L’indemnisation des frais d’assistance par une tierce personne

 

En matière de responsabilité médicale, le principe reste celui de l’indemnisation pleine et entière. Cependant, l’indemnisation a pour but de compenser les incidences des dommages subis. Dès lors, l’indemnisation n’a pas vocation à permettre à la victime de s’enrichir. C’est sur cette base que s’est prononcée la Cour administrative d’appel de Bordeaux. Elle rappelle que les frais d’assistance par une tierce personne ne donnent pas lieu à indemnisation si la victime ne démontre pas avoir demandé ou obtenu la prestation de compensation du handicap.

A la suite d’une intervention chirurgicale, Mme D. a conservé de très importantes séquelles qui l’obligent à recourir à l’assistance d’une tierce personne à raison de cinq heures par semaine. Sur avis favorable de la commission régionale de conciliation et d’indemnisation d’Aquitaine, le tribunal administratif de Bordeaux a condamné le CHU à verser à Mme D. et à son époux une somme globale de 137 000 €. Jugeant ce montant insuffisant, ceux-ci ont interjeté appel, mais la Cour va rejeter leur demande.

Pour s’opposer à cette demande de revalorisation, le CHU faisait valoir que ce poste de préjudice était déjà indemnisé par la prestation de compensation du handicap prévue par l’article L. 245-1 du code de l’action sociale et des familles. Mme D. soutenait qu’elle n’a pas sollicité le bénéfice de cette prestation et qu’elle ne la percevait pas.

Selon la Cour, « en vertu des principes qui régissent l’indemnisation par une personne publique des victimes d’un dommage dont elle doit répondre, il y a lieu de déduire d’une rente allouée à la victime du dommage dont un établissement public hospitalier est responsable, au titre de l’assistance par tierce personne, les prestations versées par ailleurs à cette victime et ayant le même objet. Il en va ainsi tant pour les sommes déjà versées que pour les frais futurs. Cette déduction n’a, toutefois, pas lieu d’être lorsqu’une disposition particulière permet à l’organisme qui a versé la prestation d’en réclamer le remboursement si le bénéficiaire revient à meilleure fortune ».

La Cour rappelle ensuite que Mme I. remplissait les conditions auxquelles le bénéfice de cette prestation est subordonné et ne produisait aucun élément permettant de considérer qu’elle n’en a pas sollicité le bénéfice. La demande d’indemnisation est donc rejetée pour ce poste.

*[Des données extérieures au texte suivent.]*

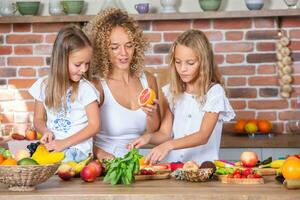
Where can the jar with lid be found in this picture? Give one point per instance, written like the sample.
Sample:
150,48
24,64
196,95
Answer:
55,7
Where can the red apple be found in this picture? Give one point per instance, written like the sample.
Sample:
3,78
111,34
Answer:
176,165
66,172
161,167
89,173
30,134
249,159
190,165
97,165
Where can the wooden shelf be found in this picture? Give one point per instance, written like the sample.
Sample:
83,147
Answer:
158,16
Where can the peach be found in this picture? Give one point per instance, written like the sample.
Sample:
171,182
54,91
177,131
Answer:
66,172
89,173
190,165
97,165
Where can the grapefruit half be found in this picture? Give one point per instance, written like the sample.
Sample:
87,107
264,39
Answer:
146,97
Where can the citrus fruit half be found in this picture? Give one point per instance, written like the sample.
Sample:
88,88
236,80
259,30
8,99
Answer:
146,97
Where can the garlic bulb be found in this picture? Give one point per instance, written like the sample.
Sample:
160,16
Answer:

La solution aurait été naturellement différente si la victime avait sollicité le bénéfice de cette aide mais ne l’avait pas obtenu. Mais ici, il n’est pas démontré qu’elle ne bénéficiait pas de cette prestation. Dans pareil cas, doit-on considérer qu’il s’agit d’une preuve négative mise à la charge de la victime par la Cour? Pas nécessairement. Une attestation de l’entité gestionnaire de l’aide indiquant qu’aucun dossier n’est ouvert à son nom aurait certainement permis d’aboutir à un résultat totalement différent. 

Attention donc à la justification des préjudices!